Follow up after sample size re-estimation in a breast cancer randomized trial for disease-free survival

Erinn M Hade, Gregory S Young, Richard R Love, Erinn M Hade, Gregory S Young, Richard R Love

Abstract

Background: While the clinical trials and statistical methodology literature on sample size re-estimation (SSRE) is robust, evaluation of SSRE procedures following the completion of a clinical trial has been sparsely reported. In blinded sample size re-estimation, only nuisance parameters are re-estimated, and the blinding of the current trial treatment effect is preserved. Blinded re-estimation procedures are well-accepted by regulatory agencies and funders. We review our experience of sample size re-estimation in a large international, National Institutes of Health funded clinical trial for adjuvant breast cancer treatment, and evaluate our blinded sample size re-estimation procedure for this time-to-event trial. We evaluated the SSRE procedure by examining assumptions made during the re-estimation process, estimates resulting from re-estimation, and the impact on final trial results with and without the addition of participants, following sample size re-estimation.

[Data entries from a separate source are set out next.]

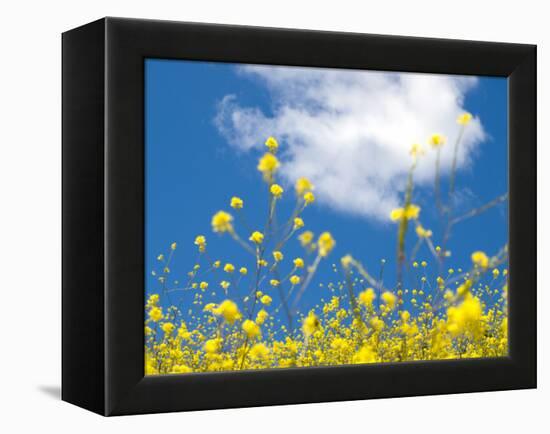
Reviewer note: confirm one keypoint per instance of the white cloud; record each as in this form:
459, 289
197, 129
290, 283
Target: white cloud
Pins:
350, 131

Methods: We compared the control group failure probabilities estimated at the time of SSRE to estimates used in the original planning, to the final un-blinded control group failure probability estimates for those included in the SSRE procedure (SSRE cohort), and to the final total control group failure probability estimates. The impact of re-estimation on the final comparison between randomized treatment groups is evaluated for those in the originally planned cohort (n = 340) and for the combination of those recruited in the originally planned cohort and those added after re-estimation (n = 509).

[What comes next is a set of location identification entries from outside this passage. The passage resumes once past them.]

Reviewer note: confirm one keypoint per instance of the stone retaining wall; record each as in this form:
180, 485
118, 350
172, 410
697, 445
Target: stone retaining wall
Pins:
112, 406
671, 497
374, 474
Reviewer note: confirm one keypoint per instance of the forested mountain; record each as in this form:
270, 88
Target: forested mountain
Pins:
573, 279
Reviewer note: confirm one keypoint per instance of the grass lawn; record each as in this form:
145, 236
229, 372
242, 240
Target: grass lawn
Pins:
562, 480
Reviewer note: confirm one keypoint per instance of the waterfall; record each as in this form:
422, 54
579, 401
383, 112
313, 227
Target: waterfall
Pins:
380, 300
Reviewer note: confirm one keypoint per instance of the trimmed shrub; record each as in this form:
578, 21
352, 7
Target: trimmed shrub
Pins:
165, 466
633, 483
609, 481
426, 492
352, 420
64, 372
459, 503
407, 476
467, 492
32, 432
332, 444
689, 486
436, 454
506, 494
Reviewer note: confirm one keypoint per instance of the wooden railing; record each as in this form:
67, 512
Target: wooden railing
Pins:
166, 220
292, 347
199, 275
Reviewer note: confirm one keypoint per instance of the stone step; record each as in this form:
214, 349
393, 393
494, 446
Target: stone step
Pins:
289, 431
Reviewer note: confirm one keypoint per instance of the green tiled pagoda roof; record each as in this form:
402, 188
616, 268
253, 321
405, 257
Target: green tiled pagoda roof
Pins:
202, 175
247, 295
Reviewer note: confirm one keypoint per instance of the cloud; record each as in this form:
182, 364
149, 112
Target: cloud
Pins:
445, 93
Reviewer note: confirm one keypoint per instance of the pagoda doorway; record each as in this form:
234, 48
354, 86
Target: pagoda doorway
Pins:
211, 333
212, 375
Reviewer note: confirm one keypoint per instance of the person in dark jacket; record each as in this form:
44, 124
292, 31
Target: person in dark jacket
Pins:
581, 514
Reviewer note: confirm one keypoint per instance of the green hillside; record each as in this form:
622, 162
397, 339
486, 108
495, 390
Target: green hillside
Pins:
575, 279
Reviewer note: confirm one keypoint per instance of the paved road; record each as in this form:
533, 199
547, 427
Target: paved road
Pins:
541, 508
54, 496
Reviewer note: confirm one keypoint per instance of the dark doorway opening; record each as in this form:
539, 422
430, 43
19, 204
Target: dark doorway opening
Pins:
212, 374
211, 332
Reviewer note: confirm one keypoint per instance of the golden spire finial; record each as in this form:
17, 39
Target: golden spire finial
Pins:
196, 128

Results: Very little difference is observed between the originally planned cohort and all randomized patients in the control group failure probabilities over time or in the overall hazard ratio estimating treatment effect (originally planned cohort HR 1.25 (0.86, 1.79); all randomized cohort HR 1.24 95% CI (0.91, 1.68)). At the time of blinded SSRE, the estimated control group failure probabilities at 3 years (0.24) and 5 years (0.40) were similar to those for the SSRE cohort once un-blinded (3 years, 0.22 (0.16, 0.30); 5 years, 0.33 (0.26, 0.41)).

Conclusions: We found that our re-estimation procedure performed reasonably well in estimating the control group failure probabilities at the time of re-estimation. Particularly for time-to-event outcomes, pre-planned blinded SSRE procedures may be the best option to aid in maintaining power.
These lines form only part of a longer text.